By Jason McArthur, Management Consultant, Centrepoint Alliance
Whether you’re a technician or a marketer, might have something to do with, when you develop your financial planning practice.
It’s something that’s gone in waves, according to the industry environment. In the 1980s financial planning was all about risk writing and simple bundled or unbundled investment products. Then it moved into a very technical stage where financial planners were under pressure to find funds with the highest returns, which caused problems when those funds didn’t perform well in the late 80s. In the 90s it was all about sales after the Global Financial Crisis, so it all changed again.
Today the answer is – you need to be both technician and marketer. You need the technical knowledge to be able to do your job and get results for your clients. You need to be able to communicate with your client about exactly how a solution will meet their needs. You need to be able to educate your client so they understand the advice you’re giving them and the impact of the decision they’re making.

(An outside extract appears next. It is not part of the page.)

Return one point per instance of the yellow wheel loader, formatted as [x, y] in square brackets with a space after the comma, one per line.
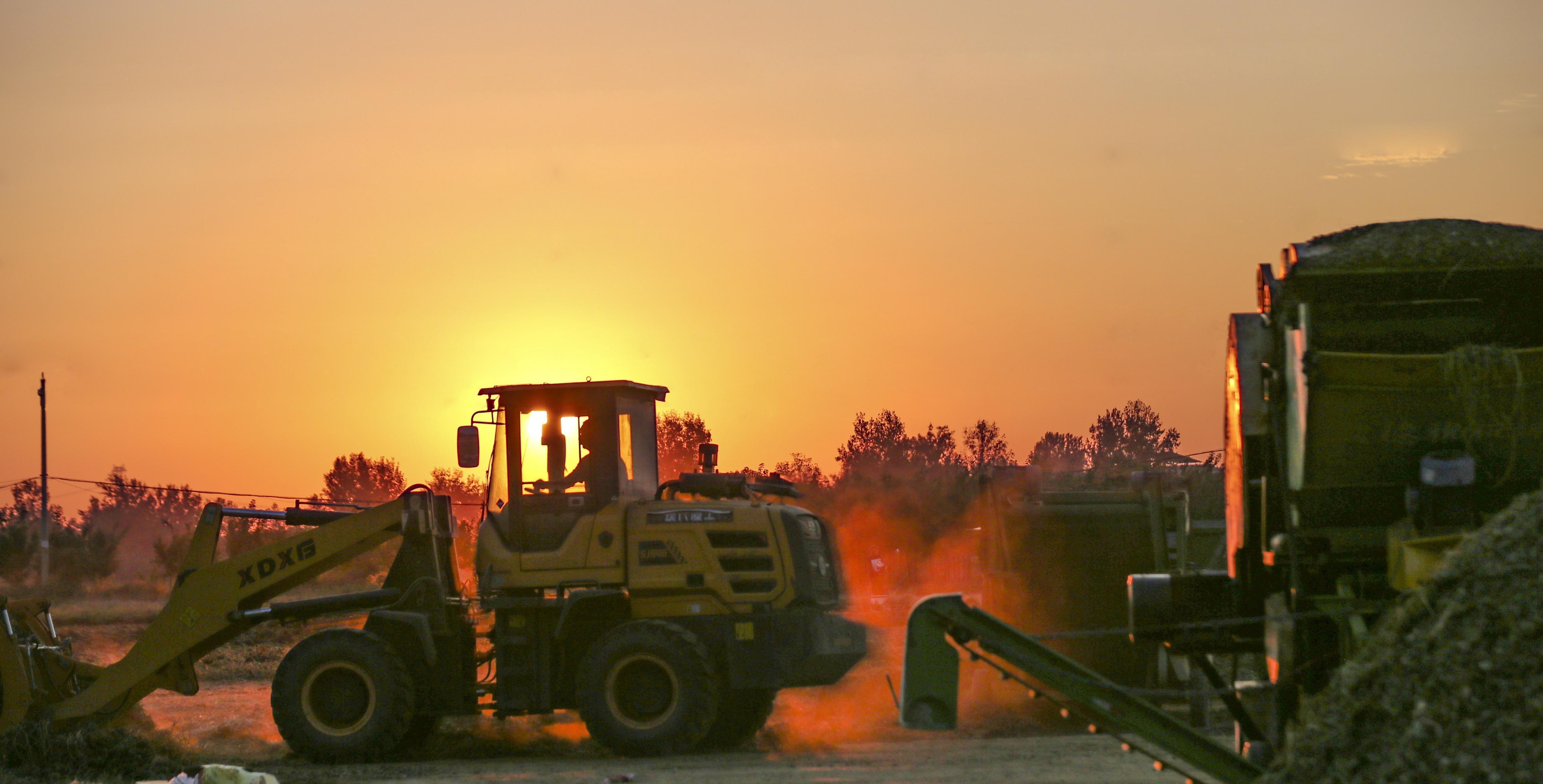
[667, 615]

But you also need marketing skills to be able to sell yourself and your business. If you don’t sell yourself, your client may not have faith in your advice. They need to understand who they’re working with and why, in order to develop the relationship and empathy that will allow you to understand what is driving the client and their needs. And of course, you want marketing skills to grow and develop your business.
As a profession we started to lose some of these skills with the introduction of Financial Services Reform (FSR) – which has only been compounded since the Future of Financial Advice (FoFA) reforms. Don’t get me wrong, FoFA is a good thing and it’s brought considerable improvement through its goals of equality, transparency, and client benefit. But that’s come at a cost, as many financial planners have, necessarily, focused on client data forms, disclosure, and a raft of legislation.

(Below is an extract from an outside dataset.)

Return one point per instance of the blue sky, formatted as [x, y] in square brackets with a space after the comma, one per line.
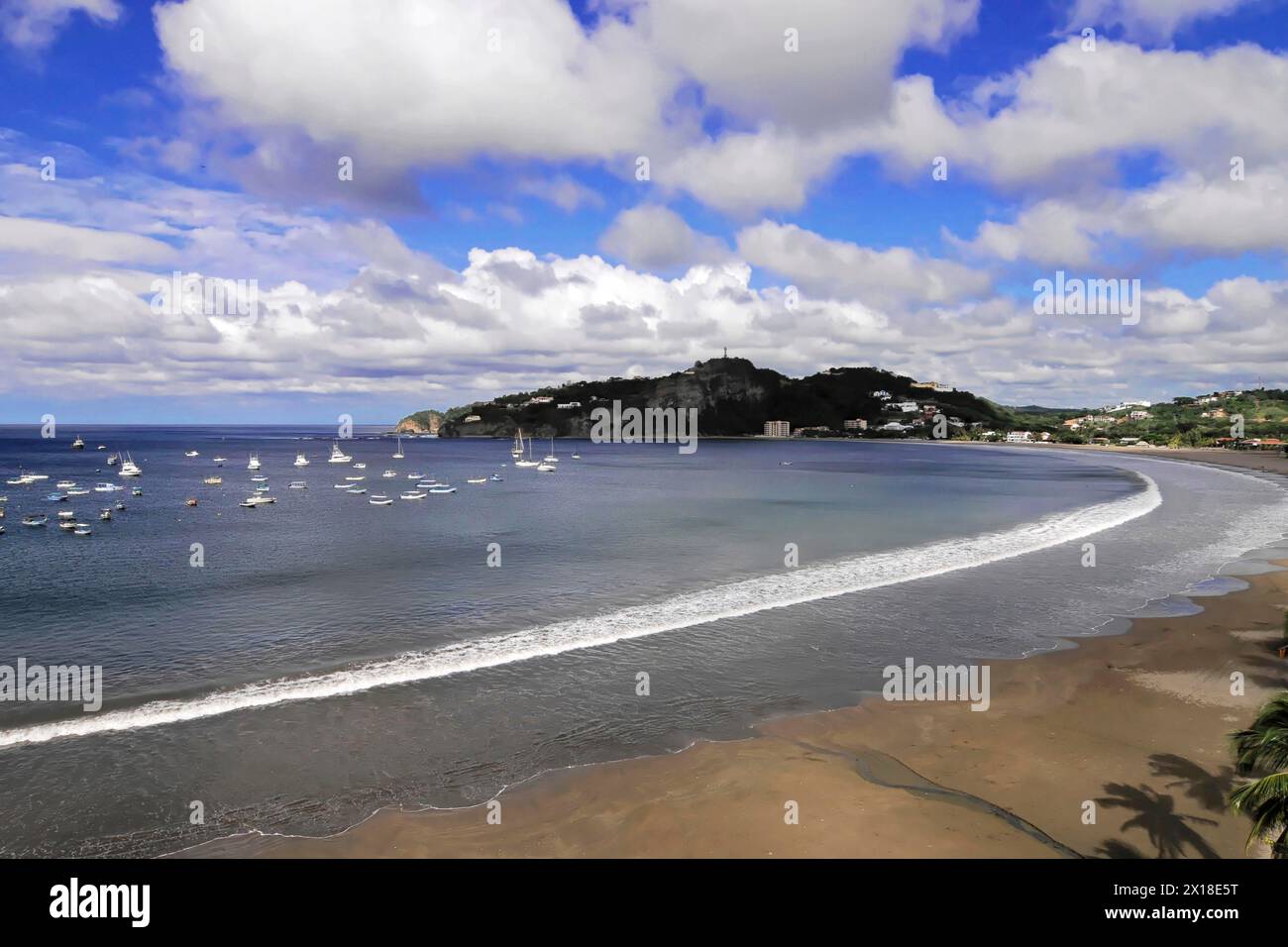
[494, 235]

If we’re not careful we can become robotic, just ticking all the boxes and forgetting our bigger purpose. Or in marketing terms, our client value proposition - what we actually do for the client.

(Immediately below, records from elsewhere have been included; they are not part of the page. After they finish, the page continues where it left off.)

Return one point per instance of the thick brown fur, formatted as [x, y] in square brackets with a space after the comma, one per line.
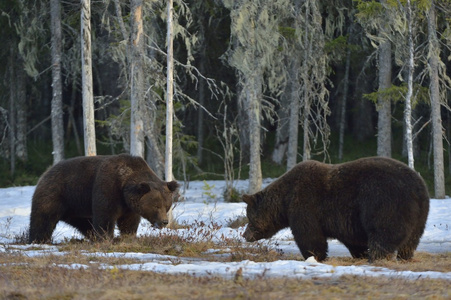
[95, 193]
[375, 206]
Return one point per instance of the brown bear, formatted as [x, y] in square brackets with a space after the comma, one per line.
[95, 193]
[375, 206]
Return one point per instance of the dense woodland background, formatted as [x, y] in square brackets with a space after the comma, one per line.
[258, 85]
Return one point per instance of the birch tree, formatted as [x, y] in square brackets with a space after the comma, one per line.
[383, 104]
[436, 102]
[169, 100]
[57, 85]
[169, 92]
[410, 70]
[376, 17]
[313, 76]
[255, 38]
[87, 85]
[137, 79]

It’s about not losing sight of the wood for the trees.
It’s about change, too. Every business deals with change if it wants to thrive. It’s not always easy, which is why we provide coaching in this area. In the same way that financial planners coach their clients about finance.
Change can be frustrating, but it’s also rewarding. Those who are taking up this challenge are finding they’re developing closer relationships and enjoying their clients more. They’re able to work on their business, not just in it., They’re better off, and have improved their work/life balance.
Most people know what they need to do, but not always how. It’s not surprising, given running their own practice means they need to wear not just the financial planner hat, but also business manager, human resources consultant, and a number of others.
We can help these practices where they may be struggling.
Being open to change is the key. Today this is a fast-paced profession, so the change is rapid.